Un gamin de CM2 en embête un autre, en lui disant lourdement qu’il est amoureux d’une telle. Celui qu’on embête (CM2 aussi, un gros garçon costaud, un métis) vient me voir en pleurant. J’appelle son tourmenteur, je lui dis de venir me voir pour lui remonter les bretelles.
Le voilà. C’est un garçon avec la même physionomie que le premier, répondant au prénom très original de Dy... (5 lettres - je vous laisse deviner la fin - ils ne sont que 1 850 000 de sa génération à s’appeler ainsi).
Je commence à lui demander pourquoi il a fait ça. Et alors, à ce moment...
Il me tipe.
Petite parenthèse sur la notion de "tipage" (du verbe "tiper", 1er groupe). Tiper quelqu’un, c’est faire un petit bruit de bouche discret avec sa lèvre supérieure, qui signifie grosso modo "va te faire f...", ou pour être plus correct sur l’étymologie, "va n... ta m...".
Réalisez déjà qu’un enfant peut, ici, trouver envisageable d’exprimer une chose pareille à un adulte.
(Quand j’étais gamin, pour ma part, faire une chose pareille, cela voulait dire ouvrir une faille dans le sol me précipitant directement dans les flammes de l’enfer. Cela dit, j’étais un élève très très sage.)
Tous les élèves de cette école ne le feraient pas, loin de là. Ils ne sont que quelques-uns à oser. Mais lui l’a fait.
A sa décharge, il pense que je ne connais pas la signification de ce code. Manque de pot, je la connais. Grâce à une collègue, justement, qui avait découvert l’acte de "tiper" l’année dernière pendant un stage en CE2 au Val Fourré.
Donc je commence un peu en colère, mais en restant soft dans mes actes. Je l’engueule juste : "Qu’est-ce que c’est que ce petit bruit ? Tu crois que ne sais pas ce que ça veut dire ? Je vais te dire deux mots à la fin de la récréation !"
Puis je me ravise, après avoir demandé son avis à ma collègue. Je pense que je n’ai pas été assez sévère : après un truc pareil, il faut voir les parents directement. J’hésitais car je n’ose pas trop prendre des mesures aussi franches.

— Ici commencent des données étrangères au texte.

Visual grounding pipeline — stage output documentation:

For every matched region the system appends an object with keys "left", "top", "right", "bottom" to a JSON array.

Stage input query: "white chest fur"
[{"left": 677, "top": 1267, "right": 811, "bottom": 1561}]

Mais bon, je le fais : je le rappelle à la fin de la récré. Là déjà il s’est transformé : "oui maître", "d’accord maître". Ses copains ont dû le mettre en garde, car j’ai déjà (seulement 5 jours après la rentrée) laissé des souvenirs pénibles à une élève très insolente de ma classe, qui est dans la même bande.
Puis je l’envoie dans le bureau de la directrice.

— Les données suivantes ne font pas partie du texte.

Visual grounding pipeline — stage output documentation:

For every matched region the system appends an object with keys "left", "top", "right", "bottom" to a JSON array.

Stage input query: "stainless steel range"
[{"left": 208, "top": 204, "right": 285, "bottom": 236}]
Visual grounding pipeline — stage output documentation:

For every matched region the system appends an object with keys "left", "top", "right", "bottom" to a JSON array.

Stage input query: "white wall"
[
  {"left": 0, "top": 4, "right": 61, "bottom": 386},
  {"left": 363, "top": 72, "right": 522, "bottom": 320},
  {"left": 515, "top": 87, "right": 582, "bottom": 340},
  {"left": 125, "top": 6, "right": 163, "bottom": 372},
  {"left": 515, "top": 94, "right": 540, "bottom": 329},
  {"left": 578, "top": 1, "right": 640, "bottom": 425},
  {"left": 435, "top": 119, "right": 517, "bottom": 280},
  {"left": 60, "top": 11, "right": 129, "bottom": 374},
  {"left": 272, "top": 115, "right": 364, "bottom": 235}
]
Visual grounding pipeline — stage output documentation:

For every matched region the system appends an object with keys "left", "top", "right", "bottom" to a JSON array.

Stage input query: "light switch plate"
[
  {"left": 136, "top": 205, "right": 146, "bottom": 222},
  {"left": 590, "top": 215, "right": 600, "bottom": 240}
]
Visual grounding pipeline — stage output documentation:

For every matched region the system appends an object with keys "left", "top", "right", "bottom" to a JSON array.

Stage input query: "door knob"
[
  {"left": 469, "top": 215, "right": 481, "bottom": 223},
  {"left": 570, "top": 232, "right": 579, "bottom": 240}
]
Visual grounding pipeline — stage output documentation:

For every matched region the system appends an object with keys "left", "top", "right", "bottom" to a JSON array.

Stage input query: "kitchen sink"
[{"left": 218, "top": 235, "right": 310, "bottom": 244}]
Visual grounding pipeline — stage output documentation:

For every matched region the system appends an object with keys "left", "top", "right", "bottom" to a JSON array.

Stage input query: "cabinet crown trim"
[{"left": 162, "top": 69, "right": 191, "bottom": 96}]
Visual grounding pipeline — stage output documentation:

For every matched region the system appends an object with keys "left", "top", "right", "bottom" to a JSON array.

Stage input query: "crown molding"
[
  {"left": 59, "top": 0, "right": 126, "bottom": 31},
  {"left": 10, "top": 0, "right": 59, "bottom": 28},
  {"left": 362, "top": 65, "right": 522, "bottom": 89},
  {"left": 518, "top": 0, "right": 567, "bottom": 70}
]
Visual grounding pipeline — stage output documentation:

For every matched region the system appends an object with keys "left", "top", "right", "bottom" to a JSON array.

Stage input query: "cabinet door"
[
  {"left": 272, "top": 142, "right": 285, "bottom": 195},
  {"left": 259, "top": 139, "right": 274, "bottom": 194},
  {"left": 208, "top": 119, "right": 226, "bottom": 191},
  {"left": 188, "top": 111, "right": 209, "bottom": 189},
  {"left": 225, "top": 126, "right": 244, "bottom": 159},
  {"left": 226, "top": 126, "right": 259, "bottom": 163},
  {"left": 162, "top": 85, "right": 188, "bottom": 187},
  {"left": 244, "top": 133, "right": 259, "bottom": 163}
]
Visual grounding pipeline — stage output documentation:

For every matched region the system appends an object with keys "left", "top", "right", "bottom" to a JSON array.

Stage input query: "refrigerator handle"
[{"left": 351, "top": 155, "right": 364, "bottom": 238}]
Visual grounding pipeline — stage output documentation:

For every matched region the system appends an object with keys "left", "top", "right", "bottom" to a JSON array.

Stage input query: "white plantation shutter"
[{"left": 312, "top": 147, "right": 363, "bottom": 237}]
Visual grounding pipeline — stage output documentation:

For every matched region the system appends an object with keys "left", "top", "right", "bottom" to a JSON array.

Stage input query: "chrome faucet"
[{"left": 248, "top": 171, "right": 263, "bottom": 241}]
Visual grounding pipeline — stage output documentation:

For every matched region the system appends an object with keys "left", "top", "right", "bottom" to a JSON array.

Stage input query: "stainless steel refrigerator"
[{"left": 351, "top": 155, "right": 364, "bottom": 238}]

Qui lui en remet une couche.
Elle me l’amène en classe, plus tard, alors que je suis en train de m’occuper de mes élèves. Il est en pleurs. Il doit s’excuser devant moi.

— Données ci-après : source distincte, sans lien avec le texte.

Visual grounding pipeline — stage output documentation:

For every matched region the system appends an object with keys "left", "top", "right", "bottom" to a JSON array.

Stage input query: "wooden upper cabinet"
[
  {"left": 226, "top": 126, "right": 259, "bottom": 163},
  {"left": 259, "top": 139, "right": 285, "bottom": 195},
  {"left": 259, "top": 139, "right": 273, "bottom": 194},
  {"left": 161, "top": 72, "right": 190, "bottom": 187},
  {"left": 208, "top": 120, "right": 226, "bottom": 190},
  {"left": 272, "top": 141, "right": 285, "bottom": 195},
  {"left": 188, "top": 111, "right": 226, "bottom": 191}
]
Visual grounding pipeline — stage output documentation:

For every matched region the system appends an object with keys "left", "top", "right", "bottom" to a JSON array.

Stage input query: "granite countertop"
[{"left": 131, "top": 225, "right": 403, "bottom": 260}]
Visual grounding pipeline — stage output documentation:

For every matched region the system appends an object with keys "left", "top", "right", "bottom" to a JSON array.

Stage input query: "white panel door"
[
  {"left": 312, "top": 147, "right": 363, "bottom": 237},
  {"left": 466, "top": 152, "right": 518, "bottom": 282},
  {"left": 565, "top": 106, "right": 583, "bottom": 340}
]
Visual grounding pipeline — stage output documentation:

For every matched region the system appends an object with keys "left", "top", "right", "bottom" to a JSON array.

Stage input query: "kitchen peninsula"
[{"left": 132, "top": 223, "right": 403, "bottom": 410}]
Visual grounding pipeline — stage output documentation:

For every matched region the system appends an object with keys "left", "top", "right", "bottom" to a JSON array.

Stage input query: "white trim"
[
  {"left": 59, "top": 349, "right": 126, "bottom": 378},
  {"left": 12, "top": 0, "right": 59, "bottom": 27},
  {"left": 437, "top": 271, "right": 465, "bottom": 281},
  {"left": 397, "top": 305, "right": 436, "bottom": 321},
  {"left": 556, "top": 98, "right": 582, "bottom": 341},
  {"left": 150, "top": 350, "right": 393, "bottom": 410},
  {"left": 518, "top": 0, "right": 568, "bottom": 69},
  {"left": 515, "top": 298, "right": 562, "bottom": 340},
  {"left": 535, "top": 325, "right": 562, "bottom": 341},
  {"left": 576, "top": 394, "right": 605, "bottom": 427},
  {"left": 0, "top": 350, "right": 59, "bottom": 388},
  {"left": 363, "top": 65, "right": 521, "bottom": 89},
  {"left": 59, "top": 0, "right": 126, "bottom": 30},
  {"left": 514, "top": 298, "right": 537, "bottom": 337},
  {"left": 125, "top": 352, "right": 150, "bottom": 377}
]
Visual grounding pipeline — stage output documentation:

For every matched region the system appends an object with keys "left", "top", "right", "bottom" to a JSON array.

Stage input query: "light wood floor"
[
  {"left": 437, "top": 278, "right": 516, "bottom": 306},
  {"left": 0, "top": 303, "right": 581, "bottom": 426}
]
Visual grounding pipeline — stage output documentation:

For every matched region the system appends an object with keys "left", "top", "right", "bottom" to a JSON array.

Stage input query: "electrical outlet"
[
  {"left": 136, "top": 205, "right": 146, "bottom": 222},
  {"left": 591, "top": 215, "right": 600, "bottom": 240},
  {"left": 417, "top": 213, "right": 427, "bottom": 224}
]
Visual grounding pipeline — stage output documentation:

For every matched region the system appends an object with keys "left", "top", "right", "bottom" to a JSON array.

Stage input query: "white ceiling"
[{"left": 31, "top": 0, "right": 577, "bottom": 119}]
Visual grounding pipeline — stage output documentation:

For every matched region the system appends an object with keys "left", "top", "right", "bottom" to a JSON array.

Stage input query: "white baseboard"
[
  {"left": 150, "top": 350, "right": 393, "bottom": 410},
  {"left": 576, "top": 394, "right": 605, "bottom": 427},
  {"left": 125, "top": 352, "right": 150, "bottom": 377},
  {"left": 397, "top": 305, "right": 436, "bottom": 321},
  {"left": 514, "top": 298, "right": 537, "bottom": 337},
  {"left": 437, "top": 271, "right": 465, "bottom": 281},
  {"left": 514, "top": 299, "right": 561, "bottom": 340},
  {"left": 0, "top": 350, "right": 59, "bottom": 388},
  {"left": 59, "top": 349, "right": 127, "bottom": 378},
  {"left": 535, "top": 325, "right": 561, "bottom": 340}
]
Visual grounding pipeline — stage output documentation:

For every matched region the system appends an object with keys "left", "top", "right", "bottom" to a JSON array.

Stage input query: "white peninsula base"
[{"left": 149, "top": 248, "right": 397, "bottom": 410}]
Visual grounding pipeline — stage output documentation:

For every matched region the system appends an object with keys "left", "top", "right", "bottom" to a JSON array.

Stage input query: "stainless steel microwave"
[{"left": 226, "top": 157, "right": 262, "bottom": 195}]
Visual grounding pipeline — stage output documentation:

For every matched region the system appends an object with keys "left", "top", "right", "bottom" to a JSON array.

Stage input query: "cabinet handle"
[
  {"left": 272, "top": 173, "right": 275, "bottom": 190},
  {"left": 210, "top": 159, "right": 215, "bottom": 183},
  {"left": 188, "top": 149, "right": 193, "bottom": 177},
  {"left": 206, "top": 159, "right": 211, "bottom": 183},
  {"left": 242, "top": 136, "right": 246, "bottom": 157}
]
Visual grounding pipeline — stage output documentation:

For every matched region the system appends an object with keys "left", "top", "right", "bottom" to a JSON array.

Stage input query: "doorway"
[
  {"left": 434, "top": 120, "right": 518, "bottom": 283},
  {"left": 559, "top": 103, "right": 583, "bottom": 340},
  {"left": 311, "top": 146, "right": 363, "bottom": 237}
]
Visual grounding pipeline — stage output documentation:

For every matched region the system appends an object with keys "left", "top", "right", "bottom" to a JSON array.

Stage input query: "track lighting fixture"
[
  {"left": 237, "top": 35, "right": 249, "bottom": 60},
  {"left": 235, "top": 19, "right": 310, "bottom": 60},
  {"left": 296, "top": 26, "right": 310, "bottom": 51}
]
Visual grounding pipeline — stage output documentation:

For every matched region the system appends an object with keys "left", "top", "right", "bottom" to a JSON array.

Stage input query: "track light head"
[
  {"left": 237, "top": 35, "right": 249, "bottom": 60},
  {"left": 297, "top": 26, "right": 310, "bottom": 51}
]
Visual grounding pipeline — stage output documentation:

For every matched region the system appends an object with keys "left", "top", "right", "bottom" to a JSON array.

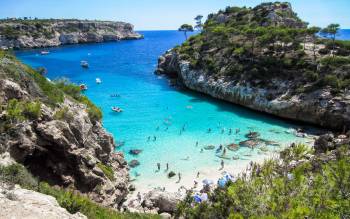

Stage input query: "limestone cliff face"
[
  {"left": 0, "top": 19, "right": 143, "bottom": 49},
  {"left": 0, "top": 54, "right": 129, "bottom": 208},
  {"left": 157, "top": 51, "right": 350, "bottom": 131}
]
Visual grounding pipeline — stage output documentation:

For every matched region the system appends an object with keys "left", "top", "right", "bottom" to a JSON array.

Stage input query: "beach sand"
[{"left": 127, "top": 150, "right": 279, "bottom": 200}]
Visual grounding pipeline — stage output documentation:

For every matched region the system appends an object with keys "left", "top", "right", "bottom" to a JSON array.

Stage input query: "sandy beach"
[{"left": 127, "top": 149, "right": 280, "bottom": 201}]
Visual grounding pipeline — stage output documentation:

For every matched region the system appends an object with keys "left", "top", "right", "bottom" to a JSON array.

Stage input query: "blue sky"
[{"left": 1, "top": 0, "right": 349, "bottom": 30}]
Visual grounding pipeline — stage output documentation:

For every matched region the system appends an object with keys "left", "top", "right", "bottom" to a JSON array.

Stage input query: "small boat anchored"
[
  {"left": 80, "top": 60, "right": 89, "bottom": 68},
  {"left": 79, "top": 84, "right": 88, "bottom": 91},
  {"left": 96, "top": 78, "right": 102, "bottom": 84},
  {"left": 111, "top": 106, "right": 123, "bottom": 113},
  {"left": 40, "top": 50, "right": 50, "bottom": 55}
]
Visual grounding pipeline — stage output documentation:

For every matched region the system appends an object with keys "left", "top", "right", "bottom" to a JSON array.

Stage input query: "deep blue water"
[
  {"left": 16, "top": 31, "right": 315, "bottom": 191},
  {"left": 337, "top": 29, "right": 350, "bottom": 40}
]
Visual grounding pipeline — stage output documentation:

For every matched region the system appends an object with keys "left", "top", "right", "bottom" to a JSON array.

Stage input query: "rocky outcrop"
[
  {"left": 0, "top": 19, "right": 142, "bottom": 49},
  {"left": 314, "top": 133, "right": 350, "bottom": 153},
  {"left": 123, "top": 188, "right": 184, "bottom": 214},
  {"left": 157, "top": 51, "right": 350, "bottom": 131},
  {"left": 0, "top": 55, "right": 129, "bottom": 208},
  {"left": 0, "top": 183, "right": 87, "bottom": 219}
]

Elle a aussi écrit une tartine dans son cahier de liaison. Elle a joint le père au téléphone, qui n’avait pas l’air satisfait du tout de son enfant.
A 16h30, sachant cela, D... quitte l’école en pleurant toujours. Ses deux copines qui le voient partir, dont la petite caïd de ma classe, sont impressionnées.
Le lendemain il revient à l’école... et depuis, il montre un respect infini pour moi. Il ajoute toujours "maître" à la fin de ses phrases. Il s’écarte sur mon passage quand il me voit dans le couloir. En gros, grâce à son "tipage", nous sommes devenus les meilleurs amis du monde.